Among men, CKD was the largest mediator (46%), followed by poor diet (20%) and diuretic use (14%). BMI (12%) and poverty (0.5%) mediated smaller proportions of the racial difference among men compared to women. Mediators of racial differences in hyperuricemia closely agreed with gout results.

Conclusion Contrasting with historical views, gout is more frequent among Black adults in the US than their White counterparts, especially women (two-times greater in Black women vs. White). Culturally informed efforts to reduce these disparities should focus on excess adiposity, diet quality, and kidney disease while recognising the impact of poverty in female gout.
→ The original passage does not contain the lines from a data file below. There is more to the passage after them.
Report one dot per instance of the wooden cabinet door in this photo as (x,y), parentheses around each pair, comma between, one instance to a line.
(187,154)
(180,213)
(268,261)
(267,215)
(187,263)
References [1]Xia; PMID 31624843

[2]PMID 24335384

[3]Rai BMJ PMID 28487277

[4]Yokose JAMA IM (2022)

[5]VanderWeele; PMID 25580377

[6]NEJM PMID 34554658

[7]JASN PMID 34556489

Disclosure of Interests Natalie McCormick: None declared, Leo Lu: None declared, Chio Yokose: None declared, Amit Joshi: None declared, Tony Merriman: None declared, Kenneth Saag Consultant of: Arthrosi, Atom Bioscience, Horizon Therapeutics, LG Pharma, Mallinkrodt, SOBI, Takeda, Grant/research support from: Horizon Therapeutics, SOBI, Shanton, Yuqing Zhang: None declared, Hyon Choi Consultant of: Ironwood, Selecta, Horizon, Takeda, Kowa, and Vaxart.